The concert was the opening night of a weeklong, eight-concert engagement, a tribute not only to the continuing popularity of the Pixies but also to the ticket-buying power of the many 30-something fans who remember the band from their college years. (It would be interesting to know how many devotees end up seeing more than one of the eight concerts.) The opening acts are different every night, ranging from pre-Pixies veterans (the reunited Mission of Burma tonight, the pioneering punk bassist Mike Watt next Saturday) to post-Pixies alt-rock bands (the shaggy Canadian collective Broken Social Scene on Tuesday, the feminist new-wave trio Le Tigre on Wednesday). Don't be surprised if the Pixies out-clamor them all.
In 1986, when the Pixies were formed, it made sense that an underground rock band would want to make lots of noise. Shrieked lyrics and guitar tantrums were two signs that you weren't angling to become radio fodder, two signs that you were part of the American postpunk movement - waving the flag, even if you weren't quite marching in step.
But sometime in the 1990's, things changed. The success of Nirvana helped introduce Pixiesish chaos to mainstream listeners who decided that screaming singers and screaminger guitars weren't so hard on the ears after all. From Nine Inch Nails to Korn, shriekers earned a place in overground rock 'n' roll, and the tradition continues today. Turn on your local modern-rock station and wait a few minutes; you'll probably hear the kind of racket that once kept bands off commercial radio.

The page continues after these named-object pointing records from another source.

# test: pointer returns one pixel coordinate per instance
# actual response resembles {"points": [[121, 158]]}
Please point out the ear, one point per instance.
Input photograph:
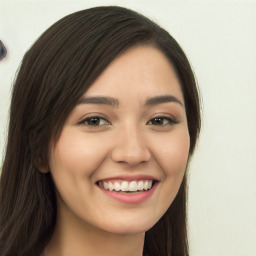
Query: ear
{"points": [[40, 166]]}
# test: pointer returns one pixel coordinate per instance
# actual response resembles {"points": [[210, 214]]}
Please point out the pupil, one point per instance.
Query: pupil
{"points": [[94, 121], [158, 121]]}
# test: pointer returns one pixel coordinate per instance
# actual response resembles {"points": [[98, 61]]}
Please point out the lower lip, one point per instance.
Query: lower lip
{"points": [[128, 198]]}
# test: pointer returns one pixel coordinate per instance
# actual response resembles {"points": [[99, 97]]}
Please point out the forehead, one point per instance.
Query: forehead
{"points": [[140, 72]]}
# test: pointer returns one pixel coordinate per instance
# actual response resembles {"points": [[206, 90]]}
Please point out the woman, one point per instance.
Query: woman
{"points": [[104, 119]]}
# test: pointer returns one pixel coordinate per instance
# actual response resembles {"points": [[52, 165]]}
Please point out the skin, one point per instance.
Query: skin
{"points": [[127, 141]]}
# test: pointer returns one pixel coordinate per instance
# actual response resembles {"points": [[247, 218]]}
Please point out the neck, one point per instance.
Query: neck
{"points": [[84, 239]]}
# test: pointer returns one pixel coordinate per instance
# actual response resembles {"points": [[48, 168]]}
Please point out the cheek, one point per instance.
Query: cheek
{"points": [[173, 155], [77, 153]]}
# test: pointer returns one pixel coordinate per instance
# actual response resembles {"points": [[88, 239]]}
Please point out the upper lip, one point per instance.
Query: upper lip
{"points": [[130, 178]]}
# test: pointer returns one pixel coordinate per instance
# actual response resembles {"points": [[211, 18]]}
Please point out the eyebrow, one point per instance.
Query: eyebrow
{"points": [[110, 101]]}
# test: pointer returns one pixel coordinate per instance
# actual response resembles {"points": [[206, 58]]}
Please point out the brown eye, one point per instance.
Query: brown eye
{"points": [[95, 121], [162, 121]]}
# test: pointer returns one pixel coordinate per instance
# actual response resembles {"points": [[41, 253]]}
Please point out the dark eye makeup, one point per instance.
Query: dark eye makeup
{"points": [[96, 121]]}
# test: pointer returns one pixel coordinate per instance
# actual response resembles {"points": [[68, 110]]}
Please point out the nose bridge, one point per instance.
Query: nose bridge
{"points": [[131, 145]]}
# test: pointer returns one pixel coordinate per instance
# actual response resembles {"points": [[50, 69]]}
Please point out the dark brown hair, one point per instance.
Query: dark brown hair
{"points": [[58, 69]]}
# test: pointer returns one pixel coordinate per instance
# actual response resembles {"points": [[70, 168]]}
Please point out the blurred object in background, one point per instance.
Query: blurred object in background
{"points": [[3, 50]]}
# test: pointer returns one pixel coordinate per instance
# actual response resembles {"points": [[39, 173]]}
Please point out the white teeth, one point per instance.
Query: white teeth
{"points": [[110, 186], [126, 186], [146, 185], [133, 186], [140, 185], [117, 186]]}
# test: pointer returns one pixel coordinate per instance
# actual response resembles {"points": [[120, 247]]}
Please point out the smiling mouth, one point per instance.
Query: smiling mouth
{"points": [[123, 186]]}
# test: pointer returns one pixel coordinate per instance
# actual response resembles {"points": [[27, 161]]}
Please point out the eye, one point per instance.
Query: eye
{"points": [[162, 121], [94, 121]]}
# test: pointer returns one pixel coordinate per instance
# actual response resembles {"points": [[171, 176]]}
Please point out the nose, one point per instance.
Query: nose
{"points": [[130, 147]]}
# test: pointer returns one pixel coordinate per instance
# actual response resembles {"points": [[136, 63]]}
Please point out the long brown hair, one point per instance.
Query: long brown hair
{"points": [[54, 74]]}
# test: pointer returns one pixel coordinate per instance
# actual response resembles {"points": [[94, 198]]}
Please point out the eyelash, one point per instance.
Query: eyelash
{"points": [[98, 119]]}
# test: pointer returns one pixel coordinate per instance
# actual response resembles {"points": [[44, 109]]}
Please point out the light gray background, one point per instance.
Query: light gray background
{"points": [[219, 38]]}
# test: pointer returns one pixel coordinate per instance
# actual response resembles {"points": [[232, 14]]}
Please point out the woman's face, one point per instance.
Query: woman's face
{"points": [[123, 150]]}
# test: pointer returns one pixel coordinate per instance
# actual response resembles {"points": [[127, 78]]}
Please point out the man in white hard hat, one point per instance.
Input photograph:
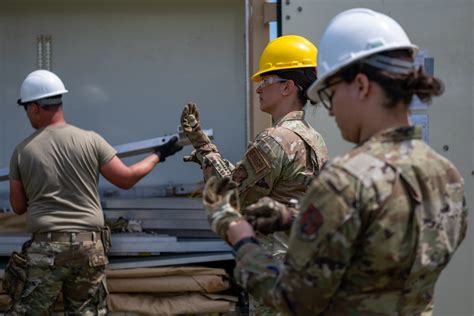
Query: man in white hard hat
{"points": [[54, 177], [378, 224]]}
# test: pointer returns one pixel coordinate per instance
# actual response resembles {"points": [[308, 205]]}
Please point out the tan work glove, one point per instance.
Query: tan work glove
{"points": [[268, 216], [221, 200], [192, 126]]}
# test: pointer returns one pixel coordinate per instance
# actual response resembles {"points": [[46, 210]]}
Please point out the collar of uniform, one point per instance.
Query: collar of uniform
{"points": [[294, 115], [397, 134]]}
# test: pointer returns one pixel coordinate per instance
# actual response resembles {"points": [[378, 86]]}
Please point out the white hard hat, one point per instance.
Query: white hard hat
{"points": [[40, 84], [353, 35]]}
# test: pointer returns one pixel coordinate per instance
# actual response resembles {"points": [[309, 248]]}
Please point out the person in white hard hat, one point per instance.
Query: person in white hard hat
{"points": [[378, 224], [54, 176]]}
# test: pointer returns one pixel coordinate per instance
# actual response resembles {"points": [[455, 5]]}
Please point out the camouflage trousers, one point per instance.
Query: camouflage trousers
{"points": [[77, 269], [276, 244]]}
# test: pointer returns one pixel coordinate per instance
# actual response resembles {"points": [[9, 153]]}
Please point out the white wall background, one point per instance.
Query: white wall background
{"points": [[445, 30], [130, 67]]}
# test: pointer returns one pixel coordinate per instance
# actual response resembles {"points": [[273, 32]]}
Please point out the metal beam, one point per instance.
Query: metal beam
{"points": [[159, 261], [133, 243], [154, 203], [149, 145], [137, 148]]}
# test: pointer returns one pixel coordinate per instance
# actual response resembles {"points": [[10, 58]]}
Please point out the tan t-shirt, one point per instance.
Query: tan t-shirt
{"points": [[59, 168]]}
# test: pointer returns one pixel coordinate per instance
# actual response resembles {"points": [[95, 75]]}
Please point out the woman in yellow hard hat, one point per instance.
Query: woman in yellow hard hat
{"points": [[379, 224], [282, 159]]}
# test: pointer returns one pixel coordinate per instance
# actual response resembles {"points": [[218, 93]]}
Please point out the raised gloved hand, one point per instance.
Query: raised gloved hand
{"points": [[221, 200], [167, 149], [268, 216], [192, 126]]}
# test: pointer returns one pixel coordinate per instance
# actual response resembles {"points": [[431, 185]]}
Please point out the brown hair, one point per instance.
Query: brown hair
{"points": [[398, 87], [302, 77]]}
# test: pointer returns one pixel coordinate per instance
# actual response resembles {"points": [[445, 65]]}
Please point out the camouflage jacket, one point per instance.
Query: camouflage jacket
{"points": [[375, 230], [279, 163]]}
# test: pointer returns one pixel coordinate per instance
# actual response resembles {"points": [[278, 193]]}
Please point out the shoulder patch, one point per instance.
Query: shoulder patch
{"points": [[239, 174], [257, 160]]}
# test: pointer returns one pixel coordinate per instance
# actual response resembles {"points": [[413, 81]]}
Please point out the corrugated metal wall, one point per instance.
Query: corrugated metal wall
{"points": [[130, 67]]}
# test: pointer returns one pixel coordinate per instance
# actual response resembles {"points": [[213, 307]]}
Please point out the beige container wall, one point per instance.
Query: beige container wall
{"points": [[130, 66], [445, 30]]}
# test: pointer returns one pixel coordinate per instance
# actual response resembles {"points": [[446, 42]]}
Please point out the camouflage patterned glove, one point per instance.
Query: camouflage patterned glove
{"points": [[220, 198], [268, 216], [192, 126]]}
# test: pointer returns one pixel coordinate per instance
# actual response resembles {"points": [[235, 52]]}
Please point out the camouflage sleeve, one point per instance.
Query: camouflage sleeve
{"points": [[319, 252], [256, 173], [214, 165]]}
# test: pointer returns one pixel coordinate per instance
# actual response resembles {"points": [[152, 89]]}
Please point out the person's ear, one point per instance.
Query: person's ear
{"points": [[362, 83]]}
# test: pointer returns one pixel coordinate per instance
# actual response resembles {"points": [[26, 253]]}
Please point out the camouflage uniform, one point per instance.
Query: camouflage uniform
{"points": [[280, 163], [77, 268], [376, 229]]}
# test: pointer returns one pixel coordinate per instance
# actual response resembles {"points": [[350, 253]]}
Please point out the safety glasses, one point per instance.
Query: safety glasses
{"points": [[270, 80]]}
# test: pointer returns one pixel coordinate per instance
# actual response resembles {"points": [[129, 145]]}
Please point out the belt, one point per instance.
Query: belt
{"points": [[67, 236]]}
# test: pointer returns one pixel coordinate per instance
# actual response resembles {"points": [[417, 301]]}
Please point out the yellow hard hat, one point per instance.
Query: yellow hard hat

Not surprisingly, some underground bands responded by getting quieter and sweeter. Those looking for an alternative to the high-decibel ennui of, say, Linkin Park can throw on a CD by the Postal Service or Interpol (to name just two big-name alternative acts), losing themselves in something quieter and more restrained. Emo bands and Ozzfest perennials still scream their lungs out, but lots of bands following in the Pixies' wake have decided to pipe down.
So where does that leave the Pixies? Exactly where they started: alone. On Saturday night, it was a relief to hear that they still sounded utterly and gloriously like themselves, barreling through songs full of elements that might once have seemed disparate but now seem inseparable: the ruthless, sometimes deadpan drumming of David Lovering (in "Bone Machine," he makes it almost impossible to find the downbeat); the precise disruptions of Joey Santiago's electric guitar; Kim Deal's warm slow-motion bass lines; the frantic strumming and gorgeous yelping of Black Francis, a k a Frank Black.

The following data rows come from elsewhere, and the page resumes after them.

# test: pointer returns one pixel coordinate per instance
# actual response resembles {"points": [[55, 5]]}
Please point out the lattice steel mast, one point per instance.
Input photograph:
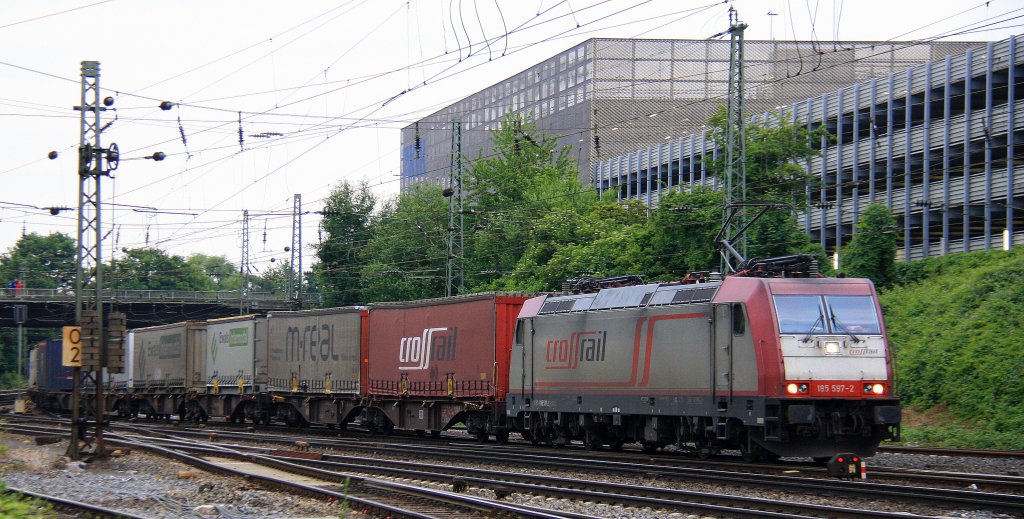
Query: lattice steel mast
{"points": [[455, 278], [734, 217]]}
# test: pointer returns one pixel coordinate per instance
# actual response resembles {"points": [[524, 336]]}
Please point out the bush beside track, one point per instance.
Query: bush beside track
{"points": [[954, 323]]}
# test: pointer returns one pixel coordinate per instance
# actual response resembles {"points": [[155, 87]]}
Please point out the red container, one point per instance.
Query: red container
{"points": [[454, 347]]}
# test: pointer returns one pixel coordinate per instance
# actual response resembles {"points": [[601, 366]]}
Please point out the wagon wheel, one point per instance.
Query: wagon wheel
{"points": [[751, 451]]}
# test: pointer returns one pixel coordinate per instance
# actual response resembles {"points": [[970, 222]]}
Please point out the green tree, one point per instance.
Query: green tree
{"points": [[46, 262], [774, 175], [151, 268], [347, 227], [272, 279], [406, 257], [683, 229], [608, 239], [527, 178], [222, 273], [871, 253]]}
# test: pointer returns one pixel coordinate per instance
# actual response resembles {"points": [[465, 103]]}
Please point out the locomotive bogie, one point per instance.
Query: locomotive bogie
{"points": [[230, 357]]}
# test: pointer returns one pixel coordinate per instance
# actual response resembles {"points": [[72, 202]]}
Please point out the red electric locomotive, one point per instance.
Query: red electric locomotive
{"points": [[767, 365]]}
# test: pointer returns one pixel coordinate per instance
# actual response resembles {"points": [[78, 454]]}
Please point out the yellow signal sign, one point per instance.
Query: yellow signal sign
{"points": [[72, 346]]}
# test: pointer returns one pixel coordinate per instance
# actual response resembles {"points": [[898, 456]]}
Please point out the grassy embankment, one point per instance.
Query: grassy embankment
{"points": [[956, 328]]}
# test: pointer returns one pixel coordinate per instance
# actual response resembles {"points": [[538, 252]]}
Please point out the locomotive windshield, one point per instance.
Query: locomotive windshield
{"points": [[826, 314]]}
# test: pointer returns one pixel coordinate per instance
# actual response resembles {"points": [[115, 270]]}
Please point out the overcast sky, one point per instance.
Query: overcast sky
{"points": [[335, 79]]}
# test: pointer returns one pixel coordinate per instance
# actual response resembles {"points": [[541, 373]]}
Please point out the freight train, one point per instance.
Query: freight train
{"points": [[769, 365]]}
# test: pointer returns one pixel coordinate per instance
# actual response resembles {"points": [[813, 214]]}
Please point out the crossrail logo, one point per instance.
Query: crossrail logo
{"points": [[580, 347], [433, 343]]}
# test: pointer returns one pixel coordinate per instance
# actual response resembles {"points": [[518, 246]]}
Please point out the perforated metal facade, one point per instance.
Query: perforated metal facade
{"points": [[597, 97], [942, 158]]}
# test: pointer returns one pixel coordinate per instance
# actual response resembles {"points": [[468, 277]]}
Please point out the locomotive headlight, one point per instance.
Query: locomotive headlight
{"points": [[833, 347]]}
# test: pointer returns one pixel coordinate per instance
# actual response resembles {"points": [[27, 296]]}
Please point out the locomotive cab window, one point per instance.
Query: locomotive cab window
{"points": [[826, 314], [738, 319]]}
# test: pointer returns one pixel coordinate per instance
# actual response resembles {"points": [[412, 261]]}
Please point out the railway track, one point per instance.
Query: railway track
{"points": [[72, 507], [632, 463], [809, 481], [973, 452], [366, 470]]}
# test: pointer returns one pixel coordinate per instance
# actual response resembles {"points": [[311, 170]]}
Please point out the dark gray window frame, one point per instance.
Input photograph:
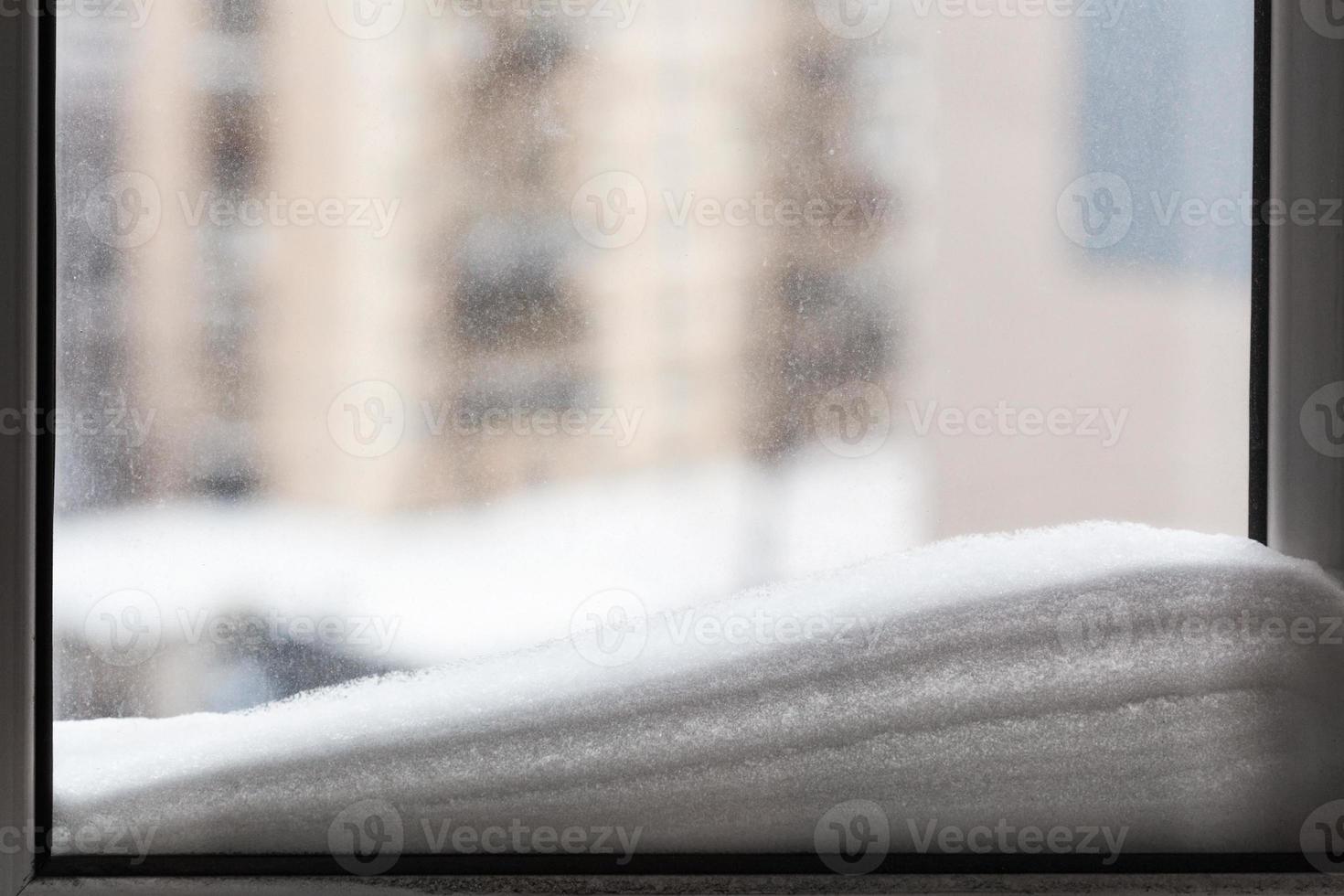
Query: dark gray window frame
{"points": [[1297, 495]]}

Most startling of all is how little the band's live show has changed over the years. The Pixies' old record label, 4AD, recently released a great retrospective DVD (it's called simply "Pixies") that includes a performance from 1988: Mr. Santiago and Mr. Lovering have hair, Black Francis looks a bit more streamlined, and Ms. Deal looks less like someone you might trust with your car keys, but the furious, off-kilter energy is exactly the same.
Age hasn't affected all of these songs the same way. When Black Francis sang "Where Is My Mind?" it was hard to remember that the phrase had once sounded vague and bitterly evocative; these days, it sounds more like someone making fun of the slacker-chic 1990's. But most of the songs sounded as mysterious and elusive as they always have, from the gently swaying "Caribou" to Ms. Deal's unsettling (and beautiful) sex song "Gigantic," which might be the best thing the Pixies ever did.
If you had to pick a concert for the inevitable live reunion DVD, it probably wouldn't be this one: the members sometimes seemed to be battling one another to establish the right tempo, and a few songs sounded even more ragged than they were supposed to. The band members didn't look as if they were having the time of their lives. They looked like four people working hard to create a marvelous racket; even after watching them do it for 90 minutes, you weren't quite sure how they did it. And as the fans filed out, ears ringing, no doubt some of them were already getting ready to return for another noisy night.